While the use of magnetic tape to record and play music dates back to the 1930s, it wasn’t until 1963, at the Berlin Radio Show, that Philips introduced the two-spool cassette. Twenty years later, the finicky format passed vinyl as the most popular music medium in the United States, but it was a short-lived victory: The CD soon spun it into the bargain bin of history.
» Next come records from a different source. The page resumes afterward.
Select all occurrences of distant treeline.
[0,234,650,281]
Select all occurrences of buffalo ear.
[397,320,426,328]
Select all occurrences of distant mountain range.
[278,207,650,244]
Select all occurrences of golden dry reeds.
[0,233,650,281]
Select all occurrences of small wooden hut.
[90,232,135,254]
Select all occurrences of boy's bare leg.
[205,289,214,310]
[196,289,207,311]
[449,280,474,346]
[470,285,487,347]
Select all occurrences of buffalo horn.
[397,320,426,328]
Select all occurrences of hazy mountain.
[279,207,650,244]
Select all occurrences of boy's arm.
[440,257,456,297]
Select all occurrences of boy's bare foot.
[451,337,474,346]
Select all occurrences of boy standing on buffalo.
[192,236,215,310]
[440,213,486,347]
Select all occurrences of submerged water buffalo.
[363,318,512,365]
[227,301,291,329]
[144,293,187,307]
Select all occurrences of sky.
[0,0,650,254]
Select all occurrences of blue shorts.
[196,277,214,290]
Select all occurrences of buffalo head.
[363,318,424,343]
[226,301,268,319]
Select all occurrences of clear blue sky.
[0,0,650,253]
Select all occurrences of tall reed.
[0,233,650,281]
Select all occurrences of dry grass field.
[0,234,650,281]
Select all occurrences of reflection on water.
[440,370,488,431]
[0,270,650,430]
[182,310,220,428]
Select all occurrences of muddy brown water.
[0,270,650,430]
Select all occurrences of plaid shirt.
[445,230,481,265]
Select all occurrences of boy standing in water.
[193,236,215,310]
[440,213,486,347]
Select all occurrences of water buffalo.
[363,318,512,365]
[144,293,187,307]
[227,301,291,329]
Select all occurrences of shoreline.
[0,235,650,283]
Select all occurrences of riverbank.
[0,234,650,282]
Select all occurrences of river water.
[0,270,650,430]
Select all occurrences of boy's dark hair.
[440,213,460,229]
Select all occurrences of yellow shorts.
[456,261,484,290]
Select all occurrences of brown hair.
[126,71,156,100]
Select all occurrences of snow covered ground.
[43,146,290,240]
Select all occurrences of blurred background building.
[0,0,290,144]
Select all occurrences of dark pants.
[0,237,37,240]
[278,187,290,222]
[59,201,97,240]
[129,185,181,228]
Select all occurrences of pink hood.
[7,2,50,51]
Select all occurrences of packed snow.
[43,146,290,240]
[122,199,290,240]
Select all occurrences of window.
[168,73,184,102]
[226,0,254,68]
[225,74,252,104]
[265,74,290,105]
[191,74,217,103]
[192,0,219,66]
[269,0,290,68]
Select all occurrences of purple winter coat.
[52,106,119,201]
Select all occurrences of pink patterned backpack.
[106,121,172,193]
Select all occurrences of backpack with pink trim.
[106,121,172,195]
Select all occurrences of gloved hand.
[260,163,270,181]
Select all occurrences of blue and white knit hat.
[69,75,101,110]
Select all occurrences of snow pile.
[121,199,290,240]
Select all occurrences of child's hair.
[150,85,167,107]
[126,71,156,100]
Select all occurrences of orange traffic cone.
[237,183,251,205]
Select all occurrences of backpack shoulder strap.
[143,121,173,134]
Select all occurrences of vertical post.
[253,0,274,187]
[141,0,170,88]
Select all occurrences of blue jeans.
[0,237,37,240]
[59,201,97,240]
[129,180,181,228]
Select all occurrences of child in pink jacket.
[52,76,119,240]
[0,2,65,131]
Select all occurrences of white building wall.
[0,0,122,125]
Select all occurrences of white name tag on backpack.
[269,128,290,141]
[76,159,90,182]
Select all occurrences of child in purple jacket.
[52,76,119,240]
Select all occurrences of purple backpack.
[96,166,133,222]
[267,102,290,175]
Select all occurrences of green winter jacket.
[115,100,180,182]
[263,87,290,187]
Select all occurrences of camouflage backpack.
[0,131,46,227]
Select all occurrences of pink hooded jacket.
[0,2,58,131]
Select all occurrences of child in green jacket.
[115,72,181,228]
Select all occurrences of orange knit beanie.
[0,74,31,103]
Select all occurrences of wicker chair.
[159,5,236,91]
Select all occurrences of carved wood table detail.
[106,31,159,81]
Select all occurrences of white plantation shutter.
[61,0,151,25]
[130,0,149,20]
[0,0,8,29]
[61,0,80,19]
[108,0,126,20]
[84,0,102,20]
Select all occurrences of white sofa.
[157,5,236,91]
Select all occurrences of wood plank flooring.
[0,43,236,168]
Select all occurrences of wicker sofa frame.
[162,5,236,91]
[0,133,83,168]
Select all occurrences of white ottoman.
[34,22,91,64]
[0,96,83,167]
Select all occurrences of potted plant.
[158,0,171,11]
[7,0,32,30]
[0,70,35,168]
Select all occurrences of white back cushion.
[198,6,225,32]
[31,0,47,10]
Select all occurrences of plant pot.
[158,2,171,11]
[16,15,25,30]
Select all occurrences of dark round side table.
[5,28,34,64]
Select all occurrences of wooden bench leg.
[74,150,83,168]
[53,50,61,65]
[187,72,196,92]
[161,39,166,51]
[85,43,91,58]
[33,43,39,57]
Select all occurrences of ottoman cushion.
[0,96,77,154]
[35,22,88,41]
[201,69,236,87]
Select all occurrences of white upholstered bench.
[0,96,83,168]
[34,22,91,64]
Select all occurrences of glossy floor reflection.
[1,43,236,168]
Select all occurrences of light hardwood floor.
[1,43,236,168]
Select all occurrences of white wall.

But two decades after most music fans pressed the Eject button, cassettes are following vinyl’s comeback in stores and stereos.
Reel Love
Operating under the Norelco brand in the United States, Philips launched an “intensified advertising and promotion drive” to get cassettes into American homes,” according to the Sept. 24, 1966, Billboard. “The Norelco success on TV with shavers will hopefully be duplicated with recorders.” By the Nov. 26 issue, Philips predicted that “the market for equipment that can record and play back cassettes will reach 4 million sets” within a few years, citing one advantage the format had over vinyl: the “capability to play in any position, even upside down.”
Hitting Pause on High-End
Over the next decade, cassette sales were on fast-forward — but the format struggled to attract audiophiles, who stuck with vinyl. “A $19 cassette is a difficult sale to make,” mused an ad executive who worked for a chain store in the May 8, 1982, Billboard, referring to high-end cassettes. But electronics company Maxell tried: In that very issue, a pre-fame Geena Davis, leaning on a shelf full of tapes, appeared in a full-page ad targeting audiophiles.
Tapes and Tapes
Big Brother must have carried a Walkman: In 1984, the March 24 issue reported that “cassettes toppled LPs as the dominant prerecorded audio configuration last year, accounting for almost 53% of all album product shipped to trade.” Cassettes were up 30.1% year over year, while vinyl dropped 14.1%. The “portable lifestyle,” Billboard noted, “continues to propel sales to new peaks.”
Find Cassingles Near You
“Is Cassette-Single Format Winding Down Already?” asked the front page of the Dec. 21, 1991, Billboard. Apparently so: “The dollar value of CD sales surpassed that of cassettes,” according to an article in that issue. “Most distribution executives [agree that] the format has passed its peak,” though one Midwest chain store owner blamed “lousy songs,” insisting that the decline was nothing “a couple of hits couldn’t fix.”
Measuring Tapes
By the end of the ’90s, cassette sales were unspooling. “The decline of today’s cassette mirrors the disappearance of the 8-track tape two decades ago,” Billboard reported in its Dec. 28, 2002, issue. A year later, cassette sales had dropped 40.3% while CD sales had dropped just 3%, due to the rise of online piracy. In a Dec. 19, 2009, year-end “Sales by Album Format” graphic, cassettes had been folded into the “other” category. But reports of the format’s death were greatly exaggerated. From 2015 to 2022, the little tape that could saw a 443% increase in U.S. sales, according to Luminate, as marquee names like Taylor Swift, Megan Thee Stallion and Maren Morris cued up the cassette’s comeback.